Netronome/Corigine NFP Advanced Buffer Management (ABM) for Agilio SmartNICs
An optional QoS and queue-management feature that runs on Netronome (now Corigine) Agilio SmartNICs based on the NFP-4000 and NFP-6000 network flow processors. It plugs into the main NFP Ethernet driver to offload buffer management and traffic shaping on programmable 10/25/40/100 GbE adapters used in data centers and telco workloads.
recommendation
Worth keeping but worth labelling as a niche corner of the kernel, because the underlying NFP-4000 Agilio SmartNICs are still being sold new in 2025 by Corigine and the upstream NFP documentation continues to list these chips as supported. Activity is light, with only sparse 2024 touches and no obvious replacement, so the code should remain alongside the rest of the NFP driver rather than be removed; a note flagging it as a specialized, low-traffic feature would help future maintainers.
repository signals
sources
- lore.kernel.org
The ABM code still receives occasional upstream maintenance; this file was touched by a 2024 netronome patch rather than only in 2021.
- docs.kernel.org
Upstream kernel documentation says the NFP driver supports NFP3800/NFP4000/NFP5000/NFP6000 devices used in Agilio SmartNICs.
- corigine.com
Corigine's current Agilio CX product page lists NFP-4000 SmartNIC SKUs with 'BUY NOW', indicating the family was still being sold new in 2025/2026.
codex reasoning notes (technical)
Lore first: `lore_activity` on `drivers/net/ethernet/netronome/nfp/abm/main.c` showed only sparse recent activity, with one real 2024 touch plus treewide churn and no evident removal thread in the sampled history.
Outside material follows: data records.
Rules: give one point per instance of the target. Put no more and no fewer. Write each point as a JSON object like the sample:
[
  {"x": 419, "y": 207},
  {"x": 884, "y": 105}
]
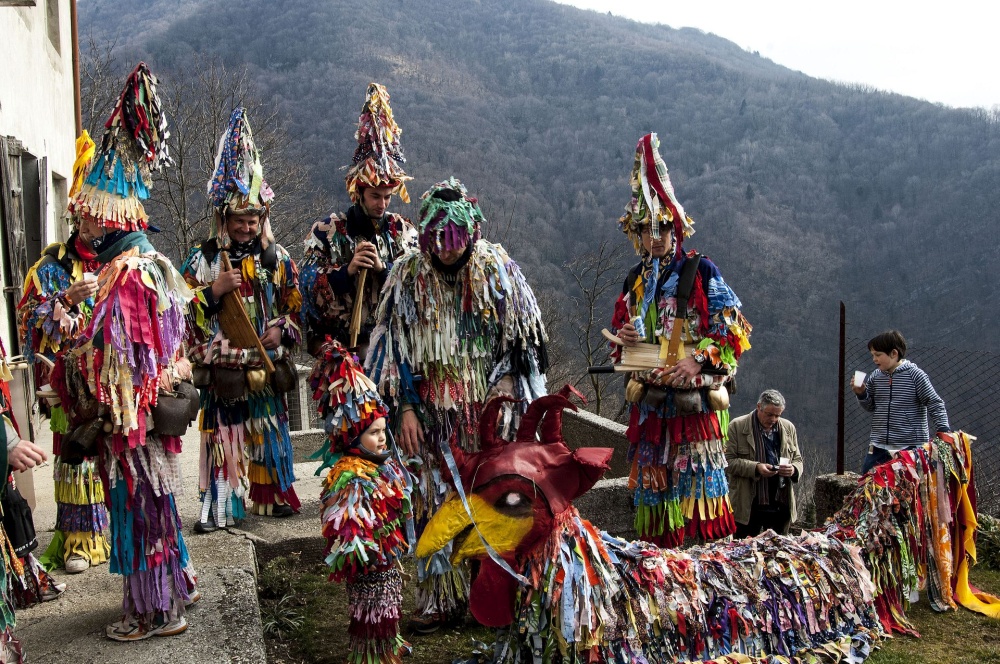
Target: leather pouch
[
  {"x": 687, "y": 402},
  {"x": 229, "y": 384},
  {"x": 201, "y": 375},
  {"x": 718, "y": 398}
]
Local shell reads of `drivers/net/ethernet/netronome/Kconfig` and `abm/main.c` showed ABM is an optional NFP4000/NFP6000 QoS/queue-management app inside `nfp.ko`, not a standalone driver with a natural upstream replacement. Deployment evidence came from web search: opened docs.kernel.org result for supported device families and opened Corigine's Agilio CX product page showing current NFP-4000 SKUs for sale. Conclusion: niche but still-live hardware and feature area, so keep the code but annotate it as low-activity/specialized rather than deprecate or remove.